If you talk to the “true believers” in modern Eastern Orthodoxy (who are often enthusiastic Protestant converts), they will frequently tell you that Russian Orthodoxy does not paint icons of God the Father shown as an old man. But that is just doctrinal theory, not the reality of Russian icon painting, and as you know, we deal in reality here rather than in theories or wishful thinking about icons.
The truth is that the painting of icons of God the Father as an old man has a history in the Russian Orthodox Church of at least some 600 years; such depictions became increasingly common, until by the 18th and 19th centuries there were countless icons in existence featuring God the Father. They are found in all the Eastern Orthodox countries, from Greece to Bulgaria and Serbia to Russia. They were (and are) seen in churches, in monasteries, and of course in the home.
When the Council of Moscow decreed in 1667 that “the image of Lord Sabaoth shall no longer be depicted or made into an icon, because no one has seen Lord Sabaoth, that is, the Father, in the flesh,” it made not the slightest difference to icon painters or to Eastern Orthodox worshipers. They painted and venerated what their fathers had painted and venerated.
We need not go into all the theological quibbles over this matter, because our concern here is not with what this or that person thinks icon painters should have done, but with what they really did; and what they really did was to paint images of Lord Sabaoth — God the Father — in huge numbers over the centuries.
Today I would like to take a look at such an icon, which goes under the general name “The New Testament Trinity.”
The painter, however, has given this icon its own title, written at the top in condensed form, meaning in very decorative Cyrillic calligraphy, with words abbreviated and some letters written in smaller form as superscription above the larger letters. In Russian this ornate style of writing is called Vyaz, from the verb meaning to join or tie together.
The inscription on this example, expanded to its full form (Russian font), looks like this:
И возшедшаго на небеса, и седяща одесную Отца
I Vozshedshago Na Nebesa, I Sedyashcha Odesnuiu Otsa
It is a line from the Simvol Verui — the “Symbol of Faith,” which is the Russian term for the Nicene Creed; it reads, ” And he ascended into Heaven, and sits at the right [hand] of the Father,” which perfectly describes what the icon depicts — Jesus sitting in Heaven at the right of God the Father (Gospod’ Savaof / Lord Sabaoth).
The Father is shown with his typical long beard and eight-pointed halo (termed a slava — a “glory” in this case). The eight points symbolize the seven days of Creation and an added eighth day — the Day of Eternity. The Holy Spirit is seen as a dove above the Father and Son, which is how he is described at the baptism of Jesus in the New Testament.
Above the Trinity of Father, Son, and Holy Spirit is a gathering of archangels and angels. We see Michael (Mikhail), Gabriel (Gavriil), Uriel (Uriil), Yehudiel (Yegudiil), Selafiel (Salafiil), Raphael, and a number of others each identified only as “Angel of the Lord”

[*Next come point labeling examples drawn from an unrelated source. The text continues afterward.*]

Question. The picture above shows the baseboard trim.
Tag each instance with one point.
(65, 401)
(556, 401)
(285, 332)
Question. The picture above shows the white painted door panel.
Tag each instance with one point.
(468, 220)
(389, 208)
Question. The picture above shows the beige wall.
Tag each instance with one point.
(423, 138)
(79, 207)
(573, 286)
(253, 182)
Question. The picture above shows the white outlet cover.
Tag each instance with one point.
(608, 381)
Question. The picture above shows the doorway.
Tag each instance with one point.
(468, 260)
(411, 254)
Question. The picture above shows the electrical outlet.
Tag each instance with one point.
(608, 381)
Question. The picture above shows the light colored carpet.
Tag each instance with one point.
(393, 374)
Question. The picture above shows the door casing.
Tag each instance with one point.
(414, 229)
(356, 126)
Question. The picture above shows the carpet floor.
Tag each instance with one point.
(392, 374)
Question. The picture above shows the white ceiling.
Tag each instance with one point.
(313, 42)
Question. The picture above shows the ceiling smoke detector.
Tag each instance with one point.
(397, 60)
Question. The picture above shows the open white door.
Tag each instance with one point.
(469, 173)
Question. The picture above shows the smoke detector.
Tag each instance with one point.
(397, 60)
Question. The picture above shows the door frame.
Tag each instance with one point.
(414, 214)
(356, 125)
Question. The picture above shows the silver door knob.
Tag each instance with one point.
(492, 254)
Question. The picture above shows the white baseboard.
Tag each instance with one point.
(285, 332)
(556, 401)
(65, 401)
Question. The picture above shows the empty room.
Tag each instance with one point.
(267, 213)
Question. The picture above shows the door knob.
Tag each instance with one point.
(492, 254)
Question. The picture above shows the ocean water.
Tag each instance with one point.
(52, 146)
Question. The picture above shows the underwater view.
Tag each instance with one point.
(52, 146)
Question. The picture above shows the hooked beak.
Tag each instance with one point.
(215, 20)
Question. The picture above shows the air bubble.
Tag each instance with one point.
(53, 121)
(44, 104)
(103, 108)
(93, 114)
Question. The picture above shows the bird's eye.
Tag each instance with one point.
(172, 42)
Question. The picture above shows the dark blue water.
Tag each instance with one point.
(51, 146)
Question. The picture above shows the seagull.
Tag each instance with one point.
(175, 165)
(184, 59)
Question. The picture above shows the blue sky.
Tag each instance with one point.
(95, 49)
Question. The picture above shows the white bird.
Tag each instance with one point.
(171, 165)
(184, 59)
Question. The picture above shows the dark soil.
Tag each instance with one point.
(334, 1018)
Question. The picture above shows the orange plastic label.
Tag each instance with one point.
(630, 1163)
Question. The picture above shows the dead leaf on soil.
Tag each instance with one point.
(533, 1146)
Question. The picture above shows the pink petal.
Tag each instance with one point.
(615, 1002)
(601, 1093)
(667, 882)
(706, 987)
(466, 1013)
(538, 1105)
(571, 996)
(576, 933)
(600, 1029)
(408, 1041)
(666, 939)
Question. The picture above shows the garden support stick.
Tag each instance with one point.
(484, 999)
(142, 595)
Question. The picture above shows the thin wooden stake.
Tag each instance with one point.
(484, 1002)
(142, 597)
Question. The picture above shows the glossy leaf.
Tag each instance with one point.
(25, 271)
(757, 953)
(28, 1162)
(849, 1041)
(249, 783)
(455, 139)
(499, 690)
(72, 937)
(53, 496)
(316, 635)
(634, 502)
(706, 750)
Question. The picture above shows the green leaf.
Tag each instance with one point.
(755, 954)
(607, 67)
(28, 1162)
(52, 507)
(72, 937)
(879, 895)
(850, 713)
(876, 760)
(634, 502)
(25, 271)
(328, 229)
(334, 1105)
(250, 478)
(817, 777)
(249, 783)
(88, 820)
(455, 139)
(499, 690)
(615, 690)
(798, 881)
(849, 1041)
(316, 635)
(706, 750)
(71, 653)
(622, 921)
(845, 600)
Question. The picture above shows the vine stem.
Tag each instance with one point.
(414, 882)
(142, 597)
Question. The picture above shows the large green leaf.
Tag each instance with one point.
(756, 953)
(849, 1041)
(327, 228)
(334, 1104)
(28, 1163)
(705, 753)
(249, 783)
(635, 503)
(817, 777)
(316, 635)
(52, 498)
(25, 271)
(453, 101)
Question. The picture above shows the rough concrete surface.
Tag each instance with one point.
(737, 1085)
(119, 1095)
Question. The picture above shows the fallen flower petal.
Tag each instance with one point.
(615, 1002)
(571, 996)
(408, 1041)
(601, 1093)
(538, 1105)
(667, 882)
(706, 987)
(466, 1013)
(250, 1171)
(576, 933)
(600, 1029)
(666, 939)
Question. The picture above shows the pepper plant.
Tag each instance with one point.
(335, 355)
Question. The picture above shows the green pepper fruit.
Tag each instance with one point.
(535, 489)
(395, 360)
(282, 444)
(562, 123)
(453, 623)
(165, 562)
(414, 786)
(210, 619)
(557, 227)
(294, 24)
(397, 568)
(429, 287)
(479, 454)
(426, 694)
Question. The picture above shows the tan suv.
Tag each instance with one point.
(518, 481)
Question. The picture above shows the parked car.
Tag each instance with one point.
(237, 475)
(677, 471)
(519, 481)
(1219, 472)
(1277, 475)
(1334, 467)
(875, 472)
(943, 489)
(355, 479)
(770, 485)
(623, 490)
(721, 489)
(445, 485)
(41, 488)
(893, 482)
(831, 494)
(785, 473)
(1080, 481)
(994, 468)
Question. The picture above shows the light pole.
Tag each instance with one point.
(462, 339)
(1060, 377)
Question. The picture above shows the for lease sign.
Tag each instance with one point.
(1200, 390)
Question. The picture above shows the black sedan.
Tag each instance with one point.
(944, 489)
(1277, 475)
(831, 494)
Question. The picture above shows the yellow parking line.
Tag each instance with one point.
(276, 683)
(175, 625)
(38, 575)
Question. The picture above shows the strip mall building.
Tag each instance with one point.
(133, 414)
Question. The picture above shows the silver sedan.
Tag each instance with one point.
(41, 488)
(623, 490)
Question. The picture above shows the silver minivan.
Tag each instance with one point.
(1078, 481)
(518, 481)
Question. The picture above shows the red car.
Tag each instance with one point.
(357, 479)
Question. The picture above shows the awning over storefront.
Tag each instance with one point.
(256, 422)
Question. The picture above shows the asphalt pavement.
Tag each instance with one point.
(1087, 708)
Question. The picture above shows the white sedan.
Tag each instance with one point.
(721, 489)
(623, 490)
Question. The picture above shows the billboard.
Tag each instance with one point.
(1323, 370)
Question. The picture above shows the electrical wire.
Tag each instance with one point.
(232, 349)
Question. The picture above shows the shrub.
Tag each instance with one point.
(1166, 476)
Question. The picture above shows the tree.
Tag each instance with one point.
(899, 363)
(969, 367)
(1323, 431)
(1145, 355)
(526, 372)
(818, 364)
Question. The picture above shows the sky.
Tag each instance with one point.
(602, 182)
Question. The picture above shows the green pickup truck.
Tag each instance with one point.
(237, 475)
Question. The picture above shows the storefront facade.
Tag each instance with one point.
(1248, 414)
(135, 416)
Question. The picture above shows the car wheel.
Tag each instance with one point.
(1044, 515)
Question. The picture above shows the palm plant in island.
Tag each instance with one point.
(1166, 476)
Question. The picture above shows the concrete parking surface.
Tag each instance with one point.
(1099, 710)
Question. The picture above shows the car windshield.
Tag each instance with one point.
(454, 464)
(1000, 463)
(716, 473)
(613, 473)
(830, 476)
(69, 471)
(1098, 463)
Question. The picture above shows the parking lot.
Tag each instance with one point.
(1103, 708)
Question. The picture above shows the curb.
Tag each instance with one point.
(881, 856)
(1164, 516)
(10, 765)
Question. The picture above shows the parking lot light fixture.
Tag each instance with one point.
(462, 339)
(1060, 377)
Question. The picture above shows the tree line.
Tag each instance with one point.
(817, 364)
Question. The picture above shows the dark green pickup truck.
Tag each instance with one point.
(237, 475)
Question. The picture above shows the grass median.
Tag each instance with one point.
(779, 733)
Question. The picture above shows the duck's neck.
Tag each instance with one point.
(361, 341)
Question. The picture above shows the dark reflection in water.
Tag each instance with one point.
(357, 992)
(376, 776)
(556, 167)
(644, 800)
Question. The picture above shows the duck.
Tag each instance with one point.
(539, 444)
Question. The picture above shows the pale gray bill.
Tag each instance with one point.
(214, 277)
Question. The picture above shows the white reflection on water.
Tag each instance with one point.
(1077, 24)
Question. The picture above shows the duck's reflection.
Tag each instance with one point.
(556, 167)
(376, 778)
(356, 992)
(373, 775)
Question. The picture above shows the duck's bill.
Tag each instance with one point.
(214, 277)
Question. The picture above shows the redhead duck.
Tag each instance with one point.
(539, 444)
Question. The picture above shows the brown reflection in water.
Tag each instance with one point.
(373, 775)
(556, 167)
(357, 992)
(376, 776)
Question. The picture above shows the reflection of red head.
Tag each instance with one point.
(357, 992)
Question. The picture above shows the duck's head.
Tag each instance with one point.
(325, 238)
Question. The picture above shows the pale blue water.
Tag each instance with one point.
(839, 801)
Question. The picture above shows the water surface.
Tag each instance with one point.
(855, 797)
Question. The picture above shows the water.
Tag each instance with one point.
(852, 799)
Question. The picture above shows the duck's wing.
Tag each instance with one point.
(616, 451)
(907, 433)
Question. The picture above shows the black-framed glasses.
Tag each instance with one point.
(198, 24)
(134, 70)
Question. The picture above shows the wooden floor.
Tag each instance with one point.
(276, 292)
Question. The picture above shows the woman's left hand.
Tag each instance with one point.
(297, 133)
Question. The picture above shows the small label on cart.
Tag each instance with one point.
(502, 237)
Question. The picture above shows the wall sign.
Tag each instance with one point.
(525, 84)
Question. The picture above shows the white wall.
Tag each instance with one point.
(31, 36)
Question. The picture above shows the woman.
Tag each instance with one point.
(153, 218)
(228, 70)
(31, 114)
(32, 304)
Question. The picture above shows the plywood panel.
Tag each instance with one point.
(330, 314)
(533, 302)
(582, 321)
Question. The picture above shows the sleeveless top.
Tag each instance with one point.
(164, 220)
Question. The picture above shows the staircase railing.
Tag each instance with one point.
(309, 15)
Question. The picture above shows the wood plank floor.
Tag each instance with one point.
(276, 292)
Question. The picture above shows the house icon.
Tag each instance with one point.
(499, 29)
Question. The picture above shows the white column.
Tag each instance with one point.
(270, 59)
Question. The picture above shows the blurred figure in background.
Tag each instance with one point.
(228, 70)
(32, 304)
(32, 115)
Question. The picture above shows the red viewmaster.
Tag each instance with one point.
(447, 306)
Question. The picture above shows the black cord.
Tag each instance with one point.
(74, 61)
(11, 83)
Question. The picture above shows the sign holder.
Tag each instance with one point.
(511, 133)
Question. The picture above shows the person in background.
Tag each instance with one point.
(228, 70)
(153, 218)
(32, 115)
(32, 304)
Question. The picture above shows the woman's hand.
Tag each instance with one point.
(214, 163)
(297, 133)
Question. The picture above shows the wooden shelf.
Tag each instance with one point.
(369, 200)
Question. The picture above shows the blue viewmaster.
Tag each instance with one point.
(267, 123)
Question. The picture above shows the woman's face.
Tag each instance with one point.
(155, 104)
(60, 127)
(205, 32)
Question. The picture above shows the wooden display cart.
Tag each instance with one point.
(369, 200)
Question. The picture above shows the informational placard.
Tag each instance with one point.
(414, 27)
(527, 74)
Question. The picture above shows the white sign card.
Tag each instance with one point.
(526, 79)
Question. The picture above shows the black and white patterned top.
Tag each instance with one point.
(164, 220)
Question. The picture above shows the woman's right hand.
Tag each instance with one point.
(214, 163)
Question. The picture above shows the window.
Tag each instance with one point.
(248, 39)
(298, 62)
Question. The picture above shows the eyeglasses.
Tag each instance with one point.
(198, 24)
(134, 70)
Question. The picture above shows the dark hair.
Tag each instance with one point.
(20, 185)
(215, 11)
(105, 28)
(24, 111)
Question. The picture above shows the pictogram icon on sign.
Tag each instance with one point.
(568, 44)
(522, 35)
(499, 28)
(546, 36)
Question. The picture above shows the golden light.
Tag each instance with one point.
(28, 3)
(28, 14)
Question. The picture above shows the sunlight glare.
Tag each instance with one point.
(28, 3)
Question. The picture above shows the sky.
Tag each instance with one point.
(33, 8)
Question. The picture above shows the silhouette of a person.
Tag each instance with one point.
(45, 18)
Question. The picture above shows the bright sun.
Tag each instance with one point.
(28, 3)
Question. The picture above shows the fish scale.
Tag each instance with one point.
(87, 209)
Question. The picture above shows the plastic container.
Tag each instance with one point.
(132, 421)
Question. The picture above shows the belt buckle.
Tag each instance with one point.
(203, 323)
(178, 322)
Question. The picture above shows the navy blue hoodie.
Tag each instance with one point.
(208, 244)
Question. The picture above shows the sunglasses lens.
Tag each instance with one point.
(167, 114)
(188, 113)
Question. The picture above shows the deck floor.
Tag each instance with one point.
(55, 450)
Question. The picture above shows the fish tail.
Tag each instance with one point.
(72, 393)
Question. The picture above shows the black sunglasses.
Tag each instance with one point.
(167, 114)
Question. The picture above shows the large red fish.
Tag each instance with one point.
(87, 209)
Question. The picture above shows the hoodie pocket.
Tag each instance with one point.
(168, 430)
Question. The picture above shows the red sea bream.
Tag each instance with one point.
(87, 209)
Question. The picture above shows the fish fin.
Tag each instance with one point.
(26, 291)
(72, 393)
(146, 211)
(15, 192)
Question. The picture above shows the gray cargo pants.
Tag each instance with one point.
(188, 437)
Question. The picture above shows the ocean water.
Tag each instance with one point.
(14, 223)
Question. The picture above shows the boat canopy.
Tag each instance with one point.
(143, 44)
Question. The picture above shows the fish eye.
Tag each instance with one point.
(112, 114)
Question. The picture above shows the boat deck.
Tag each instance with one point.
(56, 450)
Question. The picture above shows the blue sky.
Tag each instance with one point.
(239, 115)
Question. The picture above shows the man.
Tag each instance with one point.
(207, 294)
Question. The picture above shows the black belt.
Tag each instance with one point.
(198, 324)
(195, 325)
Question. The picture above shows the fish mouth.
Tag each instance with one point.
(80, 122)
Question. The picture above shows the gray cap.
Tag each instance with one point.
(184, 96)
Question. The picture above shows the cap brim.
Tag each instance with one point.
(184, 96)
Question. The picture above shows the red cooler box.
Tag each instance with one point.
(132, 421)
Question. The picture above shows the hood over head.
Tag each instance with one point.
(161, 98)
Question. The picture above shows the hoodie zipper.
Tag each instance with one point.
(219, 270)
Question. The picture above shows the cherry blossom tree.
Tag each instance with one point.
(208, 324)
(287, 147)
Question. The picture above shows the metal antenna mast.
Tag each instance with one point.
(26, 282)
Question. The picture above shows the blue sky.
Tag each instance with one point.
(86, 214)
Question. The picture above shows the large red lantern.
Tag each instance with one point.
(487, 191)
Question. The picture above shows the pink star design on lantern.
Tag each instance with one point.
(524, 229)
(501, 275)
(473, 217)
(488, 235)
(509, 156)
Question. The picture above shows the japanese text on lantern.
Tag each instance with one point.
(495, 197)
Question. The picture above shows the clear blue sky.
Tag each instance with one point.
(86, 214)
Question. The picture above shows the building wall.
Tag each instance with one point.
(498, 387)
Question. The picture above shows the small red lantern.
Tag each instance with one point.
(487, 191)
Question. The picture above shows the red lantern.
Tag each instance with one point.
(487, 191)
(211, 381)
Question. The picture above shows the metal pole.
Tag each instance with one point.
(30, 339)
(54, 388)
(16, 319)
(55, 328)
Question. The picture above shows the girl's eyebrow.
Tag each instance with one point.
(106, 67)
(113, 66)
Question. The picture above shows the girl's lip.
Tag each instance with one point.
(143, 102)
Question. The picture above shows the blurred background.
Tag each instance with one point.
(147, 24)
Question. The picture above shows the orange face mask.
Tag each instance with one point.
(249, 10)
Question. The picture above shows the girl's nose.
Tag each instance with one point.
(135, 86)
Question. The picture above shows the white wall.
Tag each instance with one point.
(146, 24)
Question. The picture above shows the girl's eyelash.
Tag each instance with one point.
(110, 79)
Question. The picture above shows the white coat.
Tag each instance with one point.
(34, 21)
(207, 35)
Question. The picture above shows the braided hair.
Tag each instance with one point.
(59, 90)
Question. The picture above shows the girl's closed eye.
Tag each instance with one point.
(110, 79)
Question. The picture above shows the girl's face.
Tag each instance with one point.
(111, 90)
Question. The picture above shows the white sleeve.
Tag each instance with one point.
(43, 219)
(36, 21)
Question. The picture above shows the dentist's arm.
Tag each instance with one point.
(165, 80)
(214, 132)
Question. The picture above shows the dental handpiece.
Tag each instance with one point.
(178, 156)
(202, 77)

God the Father — Lord Sabaoth — holds a scroll, as we see in this closeup:
It is a Church Slavic quote from Ezekiel 33:11, and it says, “I do not want the death of the sinner, but that he should turn from his way and live.” In more modern form it is:
Не хочу смерти грешника, но чтобы грешник обратился от пути своего и жив был.
Here is an illustration from a menaion printed in Moscow under the direction of the “Holy Governing Synod” in the reign of Catherine the Great in 1784:
As you see, it depicts the Holy Spirit as a dove at the top of the circle, with Jesus on the left and “Lord Sabaoth” on the right — God the Father depicted as an old man.
By the way, aside from the fact that this illustration comes from a book authorized by the Holy Synod, the governing body of the Russian Orthodox Church from 1721-1918, it is also obvious that this illustration is not from an Old Believer book because it uses the IHC abbreviation for the name Jesus, something the Old Believers considered a sign of heresy, keeping to the traditional IC abbreviation.
So remember, as a student of icons, go with what painters actually painted, with historical reality, not with what religious enthusiasts say they should have painted.